Niedawno pojęłam, jak bardzo pomyliłam się, mając nadzieję związaną z pewnym chłopakiem. Teraz muszę go widywać w szkole, męczyć się z tym, być świadkiem jego rozmów z innymi dziewczynami. Nie widzę sensu w życiu.... Gimnazjalistka
Nawet nie myśl, że życie nie ma sensu. Ma sens. To przez kulturę masową, przez głupie filmy, seriale, piosenki, wmawia się Wam, że życie ma sens tylko wówczas, gdy obok jest kochający partner. To kompletna bzdura, która tak bardzo krzywdzi wielu młodych, bo czują się bezwartościowi!!! Chłopak nie może być "bożkiem" dla dziewczyny. Pamiętasz 1 przykazanie? Nie będziesz miał bogów cudzych przede Mną. Ja mam nieraz wrażenie, że dla dziewczyn chłopak jest takim bożkiem. Te, które chodzą z jakimś, czują się lepsze, spełnione, a pozostałe zakompleksione. Chłopcy za nic nie są w stanie sprostać wzorcowi z filmów, seriali. Dziewczyny znoszą wiele upokorzeń, byle nie być samej. A tu trzeba się wyprostować, poczuć swoją wartość i żyć pełnią życia. Jeśli tak ma być, to pewnego dnia, zupełnie niespodziewanie spotkasz swoją drugą połowę. Ale to nie może być jedynym sensem, treścią życia. Ono wcale nie jest takie długie!

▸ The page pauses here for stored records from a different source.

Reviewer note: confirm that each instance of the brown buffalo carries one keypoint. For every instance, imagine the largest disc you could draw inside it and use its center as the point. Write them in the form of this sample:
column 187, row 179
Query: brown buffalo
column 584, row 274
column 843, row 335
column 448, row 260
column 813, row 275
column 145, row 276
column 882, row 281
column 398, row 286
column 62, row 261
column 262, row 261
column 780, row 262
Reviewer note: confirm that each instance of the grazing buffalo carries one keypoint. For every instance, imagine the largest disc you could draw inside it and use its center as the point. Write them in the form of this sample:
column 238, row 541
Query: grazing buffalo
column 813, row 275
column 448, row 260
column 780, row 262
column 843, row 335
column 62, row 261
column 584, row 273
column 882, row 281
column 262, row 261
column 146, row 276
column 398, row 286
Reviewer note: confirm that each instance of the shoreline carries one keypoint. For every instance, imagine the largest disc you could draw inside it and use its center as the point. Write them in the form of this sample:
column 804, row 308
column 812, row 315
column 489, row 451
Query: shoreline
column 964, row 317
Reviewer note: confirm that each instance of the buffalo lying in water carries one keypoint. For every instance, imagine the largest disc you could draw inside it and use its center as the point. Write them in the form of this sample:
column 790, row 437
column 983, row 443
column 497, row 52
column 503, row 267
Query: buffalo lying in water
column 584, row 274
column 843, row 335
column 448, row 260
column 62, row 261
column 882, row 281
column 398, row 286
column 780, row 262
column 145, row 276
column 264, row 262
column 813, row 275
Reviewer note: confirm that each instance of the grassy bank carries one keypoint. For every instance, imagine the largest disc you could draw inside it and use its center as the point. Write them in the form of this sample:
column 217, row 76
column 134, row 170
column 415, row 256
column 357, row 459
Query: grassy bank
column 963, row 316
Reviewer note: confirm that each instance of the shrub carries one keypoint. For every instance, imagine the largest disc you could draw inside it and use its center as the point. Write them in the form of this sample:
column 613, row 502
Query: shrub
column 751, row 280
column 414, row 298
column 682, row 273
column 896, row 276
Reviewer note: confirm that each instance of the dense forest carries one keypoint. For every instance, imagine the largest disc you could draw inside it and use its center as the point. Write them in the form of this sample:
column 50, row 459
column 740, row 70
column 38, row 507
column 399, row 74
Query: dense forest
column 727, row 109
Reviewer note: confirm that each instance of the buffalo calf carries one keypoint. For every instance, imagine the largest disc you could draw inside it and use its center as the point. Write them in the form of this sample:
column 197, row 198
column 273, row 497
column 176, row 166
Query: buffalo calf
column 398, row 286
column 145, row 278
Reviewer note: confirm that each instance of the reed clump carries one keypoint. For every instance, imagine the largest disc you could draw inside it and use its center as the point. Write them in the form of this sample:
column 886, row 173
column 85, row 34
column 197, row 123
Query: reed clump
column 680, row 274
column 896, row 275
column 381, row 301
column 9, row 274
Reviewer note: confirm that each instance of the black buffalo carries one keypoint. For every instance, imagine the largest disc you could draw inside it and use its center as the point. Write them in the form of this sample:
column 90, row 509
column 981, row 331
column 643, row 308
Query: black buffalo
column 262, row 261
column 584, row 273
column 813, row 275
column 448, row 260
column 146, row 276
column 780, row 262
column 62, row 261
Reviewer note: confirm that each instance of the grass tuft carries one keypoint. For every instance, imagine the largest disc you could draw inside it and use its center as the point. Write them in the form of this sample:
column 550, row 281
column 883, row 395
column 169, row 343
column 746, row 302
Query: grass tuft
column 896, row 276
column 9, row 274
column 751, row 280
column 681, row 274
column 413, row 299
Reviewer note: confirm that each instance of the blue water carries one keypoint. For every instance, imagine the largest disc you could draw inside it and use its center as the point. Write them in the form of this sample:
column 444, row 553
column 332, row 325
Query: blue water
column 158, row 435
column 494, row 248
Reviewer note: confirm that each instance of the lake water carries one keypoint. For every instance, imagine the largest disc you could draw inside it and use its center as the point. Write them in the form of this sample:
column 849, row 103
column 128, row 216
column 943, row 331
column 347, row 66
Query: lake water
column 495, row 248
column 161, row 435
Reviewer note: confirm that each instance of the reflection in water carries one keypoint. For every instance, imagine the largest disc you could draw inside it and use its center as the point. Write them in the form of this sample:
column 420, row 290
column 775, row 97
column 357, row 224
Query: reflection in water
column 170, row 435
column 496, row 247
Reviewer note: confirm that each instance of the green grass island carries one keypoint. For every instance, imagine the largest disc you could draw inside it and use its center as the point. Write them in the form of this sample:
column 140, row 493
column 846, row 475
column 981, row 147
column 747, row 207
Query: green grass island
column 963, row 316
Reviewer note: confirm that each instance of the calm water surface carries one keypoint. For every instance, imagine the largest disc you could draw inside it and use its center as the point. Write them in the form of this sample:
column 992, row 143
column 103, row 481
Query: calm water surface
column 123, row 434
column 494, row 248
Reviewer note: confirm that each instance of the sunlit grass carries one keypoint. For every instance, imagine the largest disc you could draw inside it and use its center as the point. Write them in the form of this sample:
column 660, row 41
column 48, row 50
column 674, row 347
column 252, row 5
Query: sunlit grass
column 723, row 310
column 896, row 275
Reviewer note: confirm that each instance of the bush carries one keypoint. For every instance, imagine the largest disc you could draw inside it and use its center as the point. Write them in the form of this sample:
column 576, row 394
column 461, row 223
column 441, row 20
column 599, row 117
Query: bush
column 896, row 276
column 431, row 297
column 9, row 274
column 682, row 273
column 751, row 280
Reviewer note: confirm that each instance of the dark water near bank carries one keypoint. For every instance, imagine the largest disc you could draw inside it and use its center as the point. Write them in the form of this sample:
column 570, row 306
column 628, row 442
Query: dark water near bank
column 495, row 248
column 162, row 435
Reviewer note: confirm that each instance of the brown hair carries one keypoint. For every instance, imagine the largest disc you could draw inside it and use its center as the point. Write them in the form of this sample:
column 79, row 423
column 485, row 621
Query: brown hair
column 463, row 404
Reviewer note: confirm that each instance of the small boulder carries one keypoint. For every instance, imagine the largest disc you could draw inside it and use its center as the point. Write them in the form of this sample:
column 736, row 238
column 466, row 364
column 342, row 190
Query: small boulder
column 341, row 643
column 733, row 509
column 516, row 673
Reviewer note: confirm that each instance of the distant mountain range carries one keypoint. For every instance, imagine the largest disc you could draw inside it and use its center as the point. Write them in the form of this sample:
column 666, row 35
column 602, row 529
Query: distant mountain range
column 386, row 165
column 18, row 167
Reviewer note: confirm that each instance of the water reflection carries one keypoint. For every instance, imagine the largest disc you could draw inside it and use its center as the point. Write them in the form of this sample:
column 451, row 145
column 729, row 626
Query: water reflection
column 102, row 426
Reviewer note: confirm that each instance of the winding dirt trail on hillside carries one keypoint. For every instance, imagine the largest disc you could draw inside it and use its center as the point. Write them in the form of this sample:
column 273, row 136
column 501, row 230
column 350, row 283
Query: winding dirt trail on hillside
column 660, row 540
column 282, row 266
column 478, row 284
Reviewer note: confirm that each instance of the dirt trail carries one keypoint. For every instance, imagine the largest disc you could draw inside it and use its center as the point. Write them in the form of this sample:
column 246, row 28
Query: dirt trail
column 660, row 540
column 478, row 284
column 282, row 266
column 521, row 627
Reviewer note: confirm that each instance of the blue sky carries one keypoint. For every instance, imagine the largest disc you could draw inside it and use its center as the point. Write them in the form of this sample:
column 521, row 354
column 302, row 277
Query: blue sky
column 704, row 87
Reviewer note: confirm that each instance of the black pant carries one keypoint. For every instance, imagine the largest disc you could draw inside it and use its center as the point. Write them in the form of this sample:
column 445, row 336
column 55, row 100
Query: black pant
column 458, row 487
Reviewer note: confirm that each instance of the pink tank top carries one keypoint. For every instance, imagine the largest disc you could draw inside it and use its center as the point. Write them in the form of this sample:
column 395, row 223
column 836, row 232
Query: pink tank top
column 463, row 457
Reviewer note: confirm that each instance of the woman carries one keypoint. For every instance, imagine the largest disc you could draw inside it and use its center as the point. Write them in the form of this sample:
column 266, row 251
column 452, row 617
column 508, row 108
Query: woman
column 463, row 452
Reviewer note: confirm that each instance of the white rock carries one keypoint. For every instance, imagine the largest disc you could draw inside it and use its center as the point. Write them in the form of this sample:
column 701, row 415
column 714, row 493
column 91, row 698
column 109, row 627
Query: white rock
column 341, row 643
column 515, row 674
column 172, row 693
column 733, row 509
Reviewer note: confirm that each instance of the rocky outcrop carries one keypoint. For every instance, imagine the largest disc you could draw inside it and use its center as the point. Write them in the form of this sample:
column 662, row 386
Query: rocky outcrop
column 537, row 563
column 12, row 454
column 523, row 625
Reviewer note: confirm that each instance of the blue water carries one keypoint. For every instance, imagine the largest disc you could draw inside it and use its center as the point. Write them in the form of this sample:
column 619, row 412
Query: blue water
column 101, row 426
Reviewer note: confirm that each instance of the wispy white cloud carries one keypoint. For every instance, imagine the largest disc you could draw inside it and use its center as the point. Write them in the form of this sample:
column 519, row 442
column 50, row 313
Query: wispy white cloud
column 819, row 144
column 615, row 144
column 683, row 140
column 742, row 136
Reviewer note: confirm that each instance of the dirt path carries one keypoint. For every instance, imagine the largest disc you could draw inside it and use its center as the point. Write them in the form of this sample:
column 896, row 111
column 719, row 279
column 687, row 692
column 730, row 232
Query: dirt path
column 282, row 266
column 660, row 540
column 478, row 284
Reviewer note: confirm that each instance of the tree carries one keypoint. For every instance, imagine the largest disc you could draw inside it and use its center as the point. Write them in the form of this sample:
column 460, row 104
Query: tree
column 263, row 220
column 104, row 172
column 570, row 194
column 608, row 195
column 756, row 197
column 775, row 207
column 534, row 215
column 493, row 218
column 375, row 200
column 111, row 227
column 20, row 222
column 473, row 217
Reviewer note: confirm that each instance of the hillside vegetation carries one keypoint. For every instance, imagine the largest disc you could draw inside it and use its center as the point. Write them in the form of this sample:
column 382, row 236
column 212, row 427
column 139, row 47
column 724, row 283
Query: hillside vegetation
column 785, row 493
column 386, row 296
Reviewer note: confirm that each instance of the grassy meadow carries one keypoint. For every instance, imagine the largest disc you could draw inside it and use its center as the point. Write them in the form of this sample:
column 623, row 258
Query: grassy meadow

Jest tyle możliwości działania, życia pełnią życia. Bycie bez chłopaka wcale nie oznacza samotności. Dziewczyny już się uczą, że można wychodzić, świetnie się bawić, uprawiać sporty, rozwijać hobby, zdolności. Rusz się, pomyśl, co chcesz robić, jakie masz marzenia. Nie stawiaj na jedną kartę, bo chłopcy bardzo się boją tego, że dziewczyna chce ich "osaczyć". A oni chcą nadal chodzić na treningi, grac w ulubione gry, prowadzić rozmowy z kolegami. Chłopcy w gimnazjum boją się życia na poważnie, odpowiedzialnego. Dlatego wolą kręcić się wokół różnych dziewczyn, zaczynać wciąż nowe znajomości. Coraz później dojrzewają. Dlatego szkoda Twojego życia, Twojej młodości na rozpamiętywanie zachowań chłopaka, który się nie sprawdził. Nie to nie, trudno. W gimnazjum rzadko powstają poważne pary. Wasze uczucia bywają raczej krótkotrwałe. Chłopcy chcą raczej przekonać się, o co w tym chodzeniu chodzi. Otrząśnij się z żalu i zacznij być radosną nastolatką.